What Happened: On Monday, March 4, 2019, U.S. Secretary of State Mike Pompeo notified Congress that the Trump administration is suspending for an additional 30 days legislative authorization for lawsuits related to Cuban-seized property. Beginning on March 19, 2019, however, the Trump administration will allow for the enforcement of Title III of the Helms-Burton Act against Cuban entities or sub-entities identified by the State Department on its List of Restricted Entities and Sub-entities Associated with Cuba ("Cuba Restricted List").
The Bottom Line: The Trump administration is actively considering allowing lawsuits under Title III of the Helms-Burton Act. It is the first U.S. administration to take the step of not waiving Title III, exposing Cuban entities and sub-entities that "traffic" in "confiscated" property to suit in federal court. Multinationals doing business in Cuba should analyze whether steps are necessary to mitigate potential lawsuits under Title III, as well as analyze the limitations of Title III's potential application. Claimants seeking to file Title III claims must serve a letter on the target companies to notify them of their intention to sue.
The Full Story
The Helms-Burton Act (also known as the Cuban Liberty and Democratic Solidarity [Libertad] Act of 1996) codifies U.S. sanctions against Cuba and grants U.S. nationals with claims to property confiscated by the Cuban government the right to file suit in U.S. courts against persons "trafficking" in such property. See 22 U.S.C.A. § 6081. As noted in our January 2019 Client Alert, every presidential administration since the law's enactment has routinely suspended this lawsuit provision for six-month periods.
Today, Secretary Pompeo announced to Congress that the Trump administration would suspend the right to bring suit for an additional 30 days, through April 17, 2019, while it assesses the impact of the suspension on the situation in Cuba and related national interests. This suspension does not apply, however, to Cuban entities or sub-entities identified by the State Department on the Cuba Restricted List. Therefore, the Trump administration will activate and enforce Title III to a limited extent beginning on March 19, 2019, exposing the Cuban entities and sub-entities that "traffic" in property which was "confiscated" by the Cuban government on or after January 1, 1959, to suit in U.S. courts. Title III defines "trafficking" to include purchasing, receiving, using, transferring or otherwise acquiring confiscated property, as well as engaging in a commercial activity using or otherwise benefiting from confiscated property. It is unclear, however, how U.S. courts will interpret the statute.

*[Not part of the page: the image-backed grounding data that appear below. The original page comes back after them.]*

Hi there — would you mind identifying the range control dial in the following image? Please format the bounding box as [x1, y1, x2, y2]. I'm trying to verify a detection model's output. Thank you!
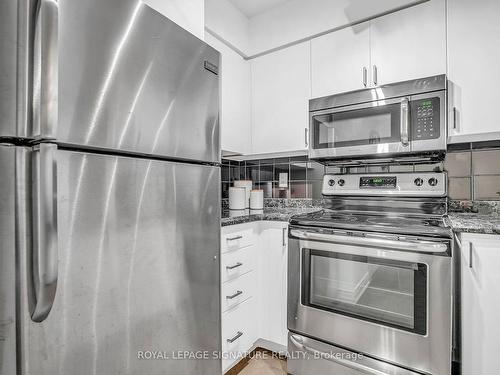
[428, 178, 439, 186]
[414, 178, 424, 187]
[338, 179, 346, 186]
[328, 179, 335, 186]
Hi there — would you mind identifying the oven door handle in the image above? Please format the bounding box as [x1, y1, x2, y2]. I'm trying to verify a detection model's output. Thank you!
[290, 335, 388, 375]
[290, 229, 448, 253]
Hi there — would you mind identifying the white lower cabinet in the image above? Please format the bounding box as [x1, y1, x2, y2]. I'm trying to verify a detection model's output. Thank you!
[220, 221, 288, 373]
[459, 233, 500, 375]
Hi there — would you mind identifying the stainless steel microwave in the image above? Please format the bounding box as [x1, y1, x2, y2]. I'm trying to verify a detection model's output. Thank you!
[308, 75, 447, 160]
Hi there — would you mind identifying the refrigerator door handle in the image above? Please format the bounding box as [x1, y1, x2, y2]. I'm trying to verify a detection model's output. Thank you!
[30, 144, 58, 322]
[32, 0, 58, 139]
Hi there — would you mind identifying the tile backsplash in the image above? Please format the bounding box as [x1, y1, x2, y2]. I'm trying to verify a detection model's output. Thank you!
[221, 156, 325, 199]
[222, 143, 500, 201]
[446, 147, 500, 200]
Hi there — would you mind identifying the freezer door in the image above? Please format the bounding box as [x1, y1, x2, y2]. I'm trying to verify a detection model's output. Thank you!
[0, 145, 17, 374]
[20, 149, 221, 374]
[58, 1, 220, 162]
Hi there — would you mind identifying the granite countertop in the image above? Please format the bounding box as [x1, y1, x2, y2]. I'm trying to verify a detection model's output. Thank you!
[221, 207, 321, 227]
[221, 202, 500, 235]
[447, 213, 500, 235]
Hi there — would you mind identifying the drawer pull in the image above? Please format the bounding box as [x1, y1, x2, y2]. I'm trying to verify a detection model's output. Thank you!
[226, 262, 243, 270]
[227, 235, 243, 241]
[227, 331, 243, 343]
[226, 290, 243, 300]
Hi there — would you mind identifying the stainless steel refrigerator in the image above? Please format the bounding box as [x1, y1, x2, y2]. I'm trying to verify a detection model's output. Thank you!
[1, 1, 221, 374]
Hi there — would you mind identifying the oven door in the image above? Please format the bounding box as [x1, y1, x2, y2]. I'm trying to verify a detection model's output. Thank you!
[288, 227, 452, 375]
[309, 97, 410, 159]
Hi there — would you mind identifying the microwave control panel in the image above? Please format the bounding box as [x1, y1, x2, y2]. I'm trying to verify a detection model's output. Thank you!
[411, 97, 440, 140]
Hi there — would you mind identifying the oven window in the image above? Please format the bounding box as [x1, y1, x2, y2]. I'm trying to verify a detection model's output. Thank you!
[312, 103, 401, 149]
[302, 249, 427, 335]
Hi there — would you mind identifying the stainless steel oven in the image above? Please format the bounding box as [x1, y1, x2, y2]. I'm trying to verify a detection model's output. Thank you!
[287, 172, 454, 375]
[308, 75, 447, 160]
[288, 228, 452, 375]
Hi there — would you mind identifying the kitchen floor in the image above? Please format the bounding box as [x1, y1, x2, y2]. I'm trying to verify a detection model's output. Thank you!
[237, 355, 287, 375]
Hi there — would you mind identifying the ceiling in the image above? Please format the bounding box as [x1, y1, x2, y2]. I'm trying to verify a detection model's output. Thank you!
[228, 0, 291, 18]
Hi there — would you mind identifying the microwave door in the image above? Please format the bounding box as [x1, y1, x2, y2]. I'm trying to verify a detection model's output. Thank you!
[309, 97, 411, 159]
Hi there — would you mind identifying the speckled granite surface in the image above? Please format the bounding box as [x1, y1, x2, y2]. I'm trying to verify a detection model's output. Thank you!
[447, 213, 500, 235]
[221, 199, 500, 234]
[221, 207, 321, 227]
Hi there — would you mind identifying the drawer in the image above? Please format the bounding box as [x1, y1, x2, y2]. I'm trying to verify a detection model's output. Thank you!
[221, 245, 256, 283]
[221, 271, 256, 313]
[221, 227, 255, 253]
[222, 298, 257, 372]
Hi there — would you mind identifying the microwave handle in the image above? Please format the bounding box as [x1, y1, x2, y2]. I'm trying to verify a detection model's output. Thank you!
[400, 98, 410, 147]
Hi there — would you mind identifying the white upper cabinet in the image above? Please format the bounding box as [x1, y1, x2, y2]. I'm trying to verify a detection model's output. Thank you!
[370, 0, 446, 86]
[251, 42, 311, 154]
[205, 34, 252, 155]
[311, 25, 371, 98]
[447, 0, 500, 139]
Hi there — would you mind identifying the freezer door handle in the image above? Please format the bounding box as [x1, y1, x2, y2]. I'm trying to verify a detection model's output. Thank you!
[32, 0, 58, 139]
[30, 144, 58, 322]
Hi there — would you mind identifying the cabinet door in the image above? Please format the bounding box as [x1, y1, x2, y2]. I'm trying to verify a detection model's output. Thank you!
[448, 0, 500, 138]
[205, 34, 252, 154]
[251, 42, 310, 154]
[370, 0, 446, 86]
[461, 234, 500, 375]
[311, 24, 370, 98]
[258, 223, 288, 346]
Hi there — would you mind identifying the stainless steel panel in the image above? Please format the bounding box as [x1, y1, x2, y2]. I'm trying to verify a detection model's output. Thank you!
[0, 0, 31, 138]
[59, 1, 220, 162]
[309, 75, 446, 111]
[0, 145, 17, 375]
[288, 233, 453, 375]
[288, 333, 420, 375]
[20, 149, 221, 374]
[409, 91, 447, 153]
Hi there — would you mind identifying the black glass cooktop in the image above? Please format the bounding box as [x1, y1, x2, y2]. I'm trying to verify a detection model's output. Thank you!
[290, 209, 451, 238]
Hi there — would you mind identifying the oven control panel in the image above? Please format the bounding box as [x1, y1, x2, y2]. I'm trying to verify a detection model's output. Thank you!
[411, 97, 440, 140]
[322, 172, 447, 197]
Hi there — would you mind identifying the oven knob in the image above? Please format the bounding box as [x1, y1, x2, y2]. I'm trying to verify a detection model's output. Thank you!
[414, 178, 424, 187]
[328, 179, 335, 186]
[338, 179, 345, 186]
[428, 177, 439, 186]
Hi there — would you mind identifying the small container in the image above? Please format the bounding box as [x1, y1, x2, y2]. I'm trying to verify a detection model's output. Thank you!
[250, 189, 264, 210]
[234, 180, 253, 208]
[229, 187, 246, 210]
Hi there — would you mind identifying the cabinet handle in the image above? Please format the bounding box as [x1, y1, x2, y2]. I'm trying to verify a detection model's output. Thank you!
[453, 107, 457, 130]
[362, 67, 367, 87]
[282, 227, 287, 247]
[304, 128, 309, 147]
[227, 331, 243, 343]
[226, 262, 243, 270]
[372, 65, 378, 86]
[226, 290, 243, 300]
[469, 242, 473, 269]
[226, 235, 243, 241]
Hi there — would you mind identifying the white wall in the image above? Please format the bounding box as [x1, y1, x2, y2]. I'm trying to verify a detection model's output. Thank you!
[205, 0, 250, 53]
[248, 0, 423, 55]
[142, 0, 204, 39]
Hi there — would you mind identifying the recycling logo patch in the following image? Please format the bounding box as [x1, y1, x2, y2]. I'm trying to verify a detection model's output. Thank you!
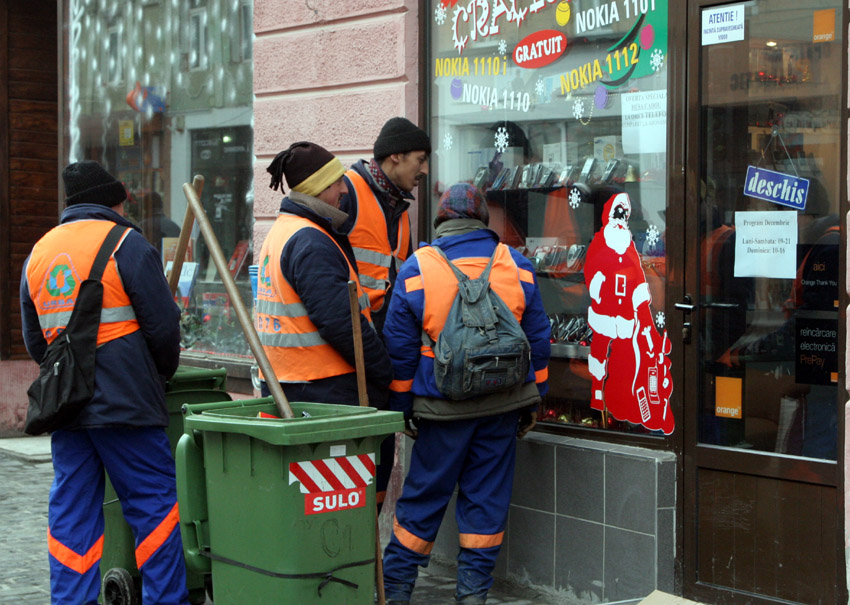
[47, 265, 75, 297]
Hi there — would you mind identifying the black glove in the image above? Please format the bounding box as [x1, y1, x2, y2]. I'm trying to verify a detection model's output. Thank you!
[517, 410, 537, 439]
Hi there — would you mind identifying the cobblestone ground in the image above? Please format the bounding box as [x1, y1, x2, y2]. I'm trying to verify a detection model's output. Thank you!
[0, 455, 52, 604]
[0, 449, 560, 605]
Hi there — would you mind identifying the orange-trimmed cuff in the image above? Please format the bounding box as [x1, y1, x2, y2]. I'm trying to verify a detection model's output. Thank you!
[535, 366, 549, 383]
[390, 378, 414, 393]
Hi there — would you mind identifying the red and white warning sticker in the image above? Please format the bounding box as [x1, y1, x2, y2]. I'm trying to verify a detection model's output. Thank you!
[289, 453, 375, 515]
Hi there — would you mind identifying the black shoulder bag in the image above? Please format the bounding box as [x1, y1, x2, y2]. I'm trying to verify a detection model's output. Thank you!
[25, 224, 127, 435]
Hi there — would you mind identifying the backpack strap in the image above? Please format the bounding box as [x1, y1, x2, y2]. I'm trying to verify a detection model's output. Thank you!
[89, 224, 128, 282]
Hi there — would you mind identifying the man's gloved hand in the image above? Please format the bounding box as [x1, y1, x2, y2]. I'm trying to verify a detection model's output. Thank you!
[404, 417, 419, 440]
[517, 410, 537, 439]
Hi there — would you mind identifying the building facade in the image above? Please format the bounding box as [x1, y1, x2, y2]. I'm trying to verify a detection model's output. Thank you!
[0, 1, 847, 602]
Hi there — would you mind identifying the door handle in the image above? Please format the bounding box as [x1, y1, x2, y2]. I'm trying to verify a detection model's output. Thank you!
[676, 295, 694, 344]
[675, 295, 694, 313]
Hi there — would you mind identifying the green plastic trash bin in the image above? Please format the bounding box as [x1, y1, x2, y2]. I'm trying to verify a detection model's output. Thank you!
[176, 397, 403, 605]
[100, 366, 231, 605]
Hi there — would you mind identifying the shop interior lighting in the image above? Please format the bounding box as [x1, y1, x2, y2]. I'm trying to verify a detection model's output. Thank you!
[765, 40, 777, 47]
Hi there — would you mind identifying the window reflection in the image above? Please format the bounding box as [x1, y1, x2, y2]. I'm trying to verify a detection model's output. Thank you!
[698, 1, 840, 460]
[65, 0, 254, 361]
[428, 0, 670, 434]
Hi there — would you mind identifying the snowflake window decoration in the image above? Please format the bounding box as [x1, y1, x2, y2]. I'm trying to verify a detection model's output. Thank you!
[572, 97, 593, 125]
[568, 187, 582, 209]
[494, 126, 510, 153]
[655, 311, 666, 329]
[572, 98, 585, 121]
[435, 5, 447, 25]
[443, 131, 453, 151]
[535, 78, 545, 96]
[646, 224, 659, 247]
[650, 48, 664, 72]
[498, 39, 507, 55]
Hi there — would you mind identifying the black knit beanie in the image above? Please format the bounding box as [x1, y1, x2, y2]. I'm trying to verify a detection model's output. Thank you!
[266, 141, 345, 197]
[62, 161, 127, 207]
[373, 117, 431, 161]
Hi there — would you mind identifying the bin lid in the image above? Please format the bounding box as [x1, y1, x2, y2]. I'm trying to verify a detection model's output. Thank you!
[182, 398, 404, 446]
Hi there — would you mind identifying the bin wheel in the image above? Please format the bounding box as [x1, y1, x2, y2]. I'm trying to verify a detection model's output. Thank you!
[102, 568, 140, 605]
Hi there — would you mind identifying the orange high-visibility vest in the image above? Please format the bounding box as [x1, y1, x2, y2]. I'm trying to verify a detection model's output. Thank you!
[256, 213, 371, 382]
[345, 169, 410, 312]
[412, 243, 531, 356]
[26, 220, 137, 346]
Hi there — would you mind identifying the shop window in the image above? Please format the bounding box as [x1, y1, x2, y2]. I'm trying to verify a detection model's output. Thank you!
[428, 0, 671, 435]
[64, 0, 254, 364]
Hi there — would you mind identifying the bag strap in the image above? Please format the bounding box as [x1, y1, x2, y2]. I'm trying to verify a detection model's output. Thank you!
[89, 224, 128, 282]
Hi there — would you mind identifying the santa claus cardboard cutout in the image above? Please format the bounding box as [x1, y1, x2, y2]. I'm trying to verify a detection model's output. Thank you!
[584, 192, 675, 434]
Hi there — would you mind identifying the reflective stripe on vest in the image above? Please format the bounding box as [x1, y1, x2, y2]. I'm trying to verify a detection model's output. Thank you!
[414, 243, 528, 346]
[256, 213, 370, 382]
[345, 170, 410, 312]
[26, 220, 138, 346]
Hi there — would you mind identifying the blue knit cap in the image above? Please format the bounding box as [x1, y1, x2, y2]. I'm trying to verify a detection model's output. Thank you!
[434, 183, 489, 228]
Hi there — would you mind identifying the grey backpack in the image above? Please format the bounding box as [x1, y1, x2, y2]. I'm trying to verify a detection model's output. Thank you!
[426, 245, 531, 400]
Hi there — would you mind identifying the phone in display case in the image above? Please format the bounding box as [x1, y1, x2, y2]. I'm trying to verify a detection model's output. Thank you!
[578, 158, 596, 183]
[511, 165, 524, 189]
[601, 159, 621, 183]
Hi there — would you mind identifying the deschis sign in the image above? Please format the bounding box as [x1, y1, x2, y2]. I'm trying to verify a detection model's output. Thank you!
[743, 165, 809, 210]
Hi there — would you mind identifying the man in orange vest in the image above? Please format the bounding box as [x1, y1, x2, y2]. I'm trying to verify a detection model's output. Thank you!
[340, 117, 431, 338]
[258, 140, 393, 407]
[20, 161, 187, 604]
[381, 184, 551, 604]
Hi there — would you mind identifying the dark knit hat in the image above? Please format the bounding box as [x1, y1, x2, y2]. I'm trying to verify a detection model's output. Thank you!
[62, 161, 127, 207]
[434, 183, 489, 228]
[373, 117, 431, 161]
[266, 141, 345, 197]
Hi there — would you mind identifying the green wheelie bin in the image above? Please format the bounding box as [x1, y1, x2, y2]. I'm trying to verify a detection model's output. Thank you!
[100, 366, 232, 605]
[176, 397, 403, 605]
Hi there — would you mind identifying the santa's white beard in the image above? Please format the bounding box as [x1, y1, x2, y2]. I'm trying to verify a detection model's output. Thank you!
[603, 221, 632, 255]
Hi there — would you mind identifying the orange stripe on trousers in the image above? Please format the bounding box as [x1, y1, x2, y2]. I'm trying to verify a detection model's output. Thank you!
[393, 516, 434, 555]
[47, 528, 103, 575]
[135, 502, 180, 569]
[459, 531, 504, 549]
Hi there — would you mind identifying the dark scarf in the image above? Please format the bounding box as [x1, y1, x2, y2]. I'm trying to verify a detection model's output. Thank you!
[368, 159, 405, 208]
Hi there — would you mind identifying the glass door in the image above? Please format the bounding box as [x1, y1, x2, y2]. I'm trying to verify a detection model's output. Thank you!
[684, 0, 844, 601]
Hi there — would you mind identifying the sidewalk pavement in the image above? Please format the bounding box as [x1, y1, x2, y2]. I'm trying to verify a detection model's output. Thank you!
[0, 436, 700, 605]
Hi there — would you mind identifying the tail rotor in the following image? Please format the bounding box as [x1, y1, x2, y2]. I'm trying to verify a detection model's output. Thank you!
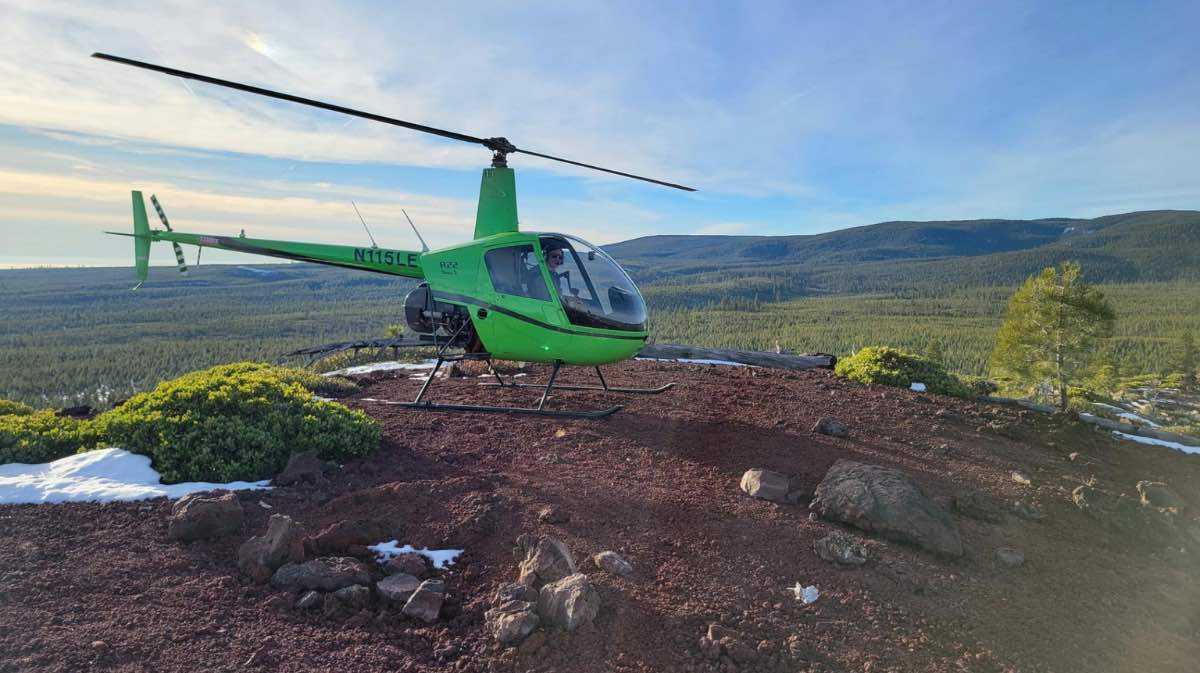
[150, 195, 189, 275]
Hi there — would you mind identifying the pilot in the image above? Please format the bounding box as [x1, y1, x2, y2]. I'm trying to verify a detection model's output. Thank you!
[545, 246, 577, 298]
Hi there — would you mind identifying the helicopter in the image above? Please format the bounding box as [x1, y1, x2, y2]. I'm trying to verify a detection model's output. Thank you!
[93, 53, 696, 419]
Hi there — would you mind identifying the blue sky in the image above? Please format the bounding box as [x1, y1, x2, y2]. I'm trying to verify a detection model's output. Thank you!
[1, 0, 1197, 267]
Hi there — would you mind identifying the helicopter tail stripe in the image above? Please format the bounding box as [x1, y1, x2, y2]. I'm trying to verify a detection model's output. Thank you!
[131, 191, 151, 284]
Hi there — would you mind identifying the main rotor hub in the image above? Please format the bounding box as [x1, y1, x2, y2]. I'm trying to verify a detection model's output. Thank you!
[483, 137, 518, 167]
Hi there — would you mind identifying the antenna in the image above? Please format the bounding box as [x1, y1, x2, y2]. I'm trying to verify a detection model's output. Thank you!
[351, 201, 378, 248]
[403, 209, 430, 252]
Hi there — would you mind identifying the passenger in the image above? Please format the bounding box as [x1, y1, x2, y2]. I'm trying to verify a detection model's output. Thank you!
[545, 246, 577, 297]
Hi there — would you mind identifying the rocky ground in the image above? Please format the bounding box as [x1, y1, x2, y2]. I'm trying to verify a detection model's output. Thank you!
[2, 360, 1200, 673]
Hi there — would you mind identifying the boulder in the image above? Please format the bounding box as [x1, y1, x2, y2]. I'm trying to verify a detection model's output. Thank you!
[168, 491, 244, 542]
[952, 491, 1006, 523]
[270, 557, 372, 592]
[305, 519, 392, 556]
[813, 532, 869, 566]
[402, 579, 445, 623]
[384, 552, 430, 578]
[1136, 481, 1185, 511]
[515, 535, 576, 588]
[238, 514, 306, 583]
[332, 584, 372, 610]
[486, 600, 540, 647]
[810, 460, 964, 557]
[274, 450, 326, 486]
[376, 573, 421, 604]
[811, 416, 849, 437]
[536, 573, 599, 631]
[593, 550, 633, 576]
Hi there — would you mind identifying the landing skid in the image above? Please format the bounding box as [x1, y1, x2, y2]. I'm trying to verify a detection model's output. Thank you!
[361, 398, 622, 419]
[480, 366, 674, 395]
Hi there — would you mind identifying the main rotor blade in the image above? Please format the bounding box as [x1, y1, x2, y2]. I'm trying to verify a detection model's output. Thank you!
[92, 52, 697, 192]
[92, 52, 488, 147]
[514, 148, 696, 191]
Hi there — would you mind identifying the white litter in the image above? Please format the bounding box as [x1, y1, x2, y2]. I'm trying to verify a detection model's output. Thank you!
[1112, 431, 1200, 455]
[910, 382, 927, 392]
[258, 500, 273, 509]
[787, 582, 820, 604]
[0, 448, 271, 505]
[368, 540, 464, 569]
[322, 360, 437, 377]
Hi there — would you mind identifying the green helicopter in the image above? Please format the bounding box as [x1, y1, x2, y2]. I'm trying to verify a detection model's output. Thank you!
[94, 53, 695, 419]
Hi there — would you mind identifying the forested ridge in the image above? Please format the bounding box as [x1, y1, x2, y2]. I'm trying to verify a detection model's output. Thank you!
[2, 209, 1196, 407]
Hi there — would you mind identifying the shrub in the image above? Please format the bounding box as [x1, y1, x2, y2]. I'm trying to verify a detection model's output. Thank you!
[94, 363, 380, 483]
[0, 411, 101, 465]
[959, 375, 998, 398]
[0, 399, 36, 417]
[835, 346, 971, 398]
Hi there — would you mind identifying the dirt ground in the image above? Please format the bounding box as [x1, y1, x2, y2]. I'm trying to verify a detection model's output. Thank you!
[2, 360, 1199, 673]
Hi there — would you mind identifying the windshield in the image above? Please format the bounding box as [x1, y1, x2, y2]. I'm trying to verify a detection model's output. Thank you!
[540, 234, 647, 332]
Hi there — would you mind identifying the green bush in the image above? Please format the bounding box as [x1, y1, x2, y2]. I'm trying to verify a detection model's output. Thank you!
[835, 346, 971, 398]
[0, 399, 36, 417]
[0, 411, 101, 465]
[94, 362, 380, 483]
[960, 375, 998, 398]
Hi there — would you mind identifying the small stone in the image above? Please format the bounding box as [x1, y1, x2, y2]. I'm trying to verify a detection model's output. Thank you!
[593, 550, 633, 576]
[536, 573, 600, 631]
[402, 579, 445, 623]
[1068, 452, 1083, 462]
[295, 590, 322, 610]
[270, 557, 372, 592]
[811, 416, 849, 438]
[1136, 481, 1185, 511]
[333, 584, 372, 609]
[167, 491, 244, 542]
[739, 468, 800, 504]
[538, 505, 569, 524]
[376, 573, 421, 604]
[813, 532, 869, 566]
[1012, 500, 1045, 522]
[90, 640, 107, 650]
[238, 514, 306, 583]
[274, 450, 327, 486]
[487, 602, 540, 646]
[516, 535, 576, 589]
[995, 547, 1025, 567]
[1011, 471, 1032, 486]
[384, 552, 429, 578]
[493, 582, 538, 604]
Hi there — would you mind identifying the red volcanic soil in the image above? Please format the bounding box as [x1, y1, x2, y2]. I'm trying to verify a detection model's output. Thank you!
[2, 360, 1199, 673]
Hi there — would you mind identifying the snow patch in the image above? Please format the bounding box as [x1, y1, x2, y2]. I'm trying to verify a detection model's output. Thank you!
[323, 360, 437, 377]
[1112, 431, 1200, 455]
[1117, 412, 1160, 427]
[910, 382, 927, 392]
[0, 448, 270, 505]
[369, 540, 463, 569]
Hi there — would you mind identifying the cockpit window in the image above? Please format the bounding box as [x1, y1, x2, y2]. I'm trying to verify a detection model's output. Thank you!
[540, 235, 647, 331]
[484, 245, 551, 301]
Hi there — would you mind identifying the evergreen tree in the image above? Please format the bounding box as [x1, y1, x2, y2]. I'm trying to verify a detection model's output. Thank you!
[923, 338, 947, 365]
[1174, 332, 1198, 389]
[989, 262, 1115, 410]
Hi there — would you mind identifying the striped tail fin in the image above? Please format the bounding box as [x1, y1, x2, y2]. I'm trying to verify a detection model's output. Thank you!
[131, 191, 151, 289]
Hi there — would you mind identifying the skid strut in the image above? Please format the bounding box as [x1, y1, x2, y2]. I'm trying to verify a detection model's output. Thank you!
[481, 365, 674, 394]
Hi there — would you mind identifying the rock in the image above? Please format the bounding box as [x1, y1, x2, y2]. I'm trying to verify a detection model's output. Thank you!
[952, 491, 1005, 524]
[810, 460, 964, 557]
[305, 519, 392, 556]
[537, 573, 600, 631]
[1012, 500, 1045, 521]
[376, 573, 421, 604]
[811, 416, 849, 437]
[384, 552, 430, 578]
[739, 468, 805, 504]
[515, 535, 576, 588]
[494, 582, 539, 604]
[270, 557, 372, 592]
[295, 590, 322, 610]
[274, 450, 326, 486]
[593, 551, 633, 576]
[537, 505, 570, 524]
[333, 584, 372, 609]
[168, 491, 244, 542]
[518, 630, 547, 655]
[1011, 471, 1032, 486]
[995, 547, 1025, 567]
[321, 592, 345, 619]
[1137, 481, 1185, 511]
[813, 532, 869, 566]
[238, 514, 306, 583]
[402, 579, 445, 623]
[487, 600, 540, 647]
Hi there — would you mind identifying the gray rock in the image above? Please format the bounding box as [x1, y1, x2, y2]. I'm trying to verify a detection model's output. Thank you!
[952, 491, 1005, 523]
[384, 552, 429, 578]
[536, 573, 600, 631]
[740, 468, 792, 503]
[1012, 500, 1045, 521]
[810, 460, 964, 557]
[1136, 481, 1185, 511]
[376, 573, 421, 604]
[238, 514, 306, 583]
[402, 579, 445, 622]
[593, 550, 633, 576]
[333, 584, 372, 609]
[812, 416, 849, 437]
[995, 547, 1025, 567]
[274, 450, 326, 486]
[515, 535, 576, 589]
[270, 556, 372, 592]
[486, 600, 540, 647]
[813, 532, 869, 566]
[295, 590, 322, 610]
[168, 491, 244, 542]
[494, 582, 539, 604]
[1011, 471, 1032, 486]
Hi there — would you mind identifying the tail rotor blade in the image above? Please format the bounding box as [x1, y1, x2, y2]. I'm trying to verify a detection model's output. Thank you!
[150, 194, 188, 274]
[149, 194, 172, 231]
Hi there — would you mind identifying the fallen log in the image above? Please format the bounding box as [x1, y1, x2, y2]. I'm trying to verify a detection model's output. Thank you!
[636, 344, 835, 370]
[979, 395, 1058, 414]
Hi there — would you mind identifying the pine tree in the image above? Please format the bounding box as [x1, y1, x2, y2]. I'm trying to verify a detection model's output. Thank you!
[923, 338, 947, 365]
[1174, 332, 1198, 389]
[989, 262, 1115, 410]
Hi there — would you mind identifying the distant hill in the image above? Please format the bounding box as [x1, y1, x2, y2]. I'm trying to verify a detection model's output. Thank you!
[606, 210, 1200, 306]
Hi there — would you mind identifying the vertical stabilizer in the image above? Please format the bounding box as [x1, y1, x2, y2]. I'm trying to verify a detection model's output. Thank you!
[132, 190, 151, 286]
[473, 167, 519, 239]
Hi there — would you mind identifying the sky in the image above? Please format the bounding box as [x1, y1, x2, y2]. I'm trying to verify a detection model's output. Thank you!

Companies doing business in Cuba should analyze whether steps are necessary to mitigate potential lawsuits under Title III, as well as analyze the limitations of Title III's potential application. Those companies involved in trafficking which are going to be sued will receive notice in writing which, pursuant to the statute, shall include a statement of intention to pursue a claim under Title III, a demand that the company cease "trafficking" in that person's property, and a copy of the Attorney General's summary of the provisions of and remedies available under Title III. Generally, a company's involvement in the delivery of international telecommunications, trading of securities publicly held or traded, and use of property incident to lawful travel to Cuba does not constitute "trafficking" under the statute and is, therefore, not grounds for a claim. Moreover, Title III actions may not be brought more than two years after a company has stopped "trafficking" in the confiscated property.
The Latin American group at Hunton Andrews Kurth LLP will continue to closely monitor related developments on this issue and the broader U.S. sanctions regime for Cuba.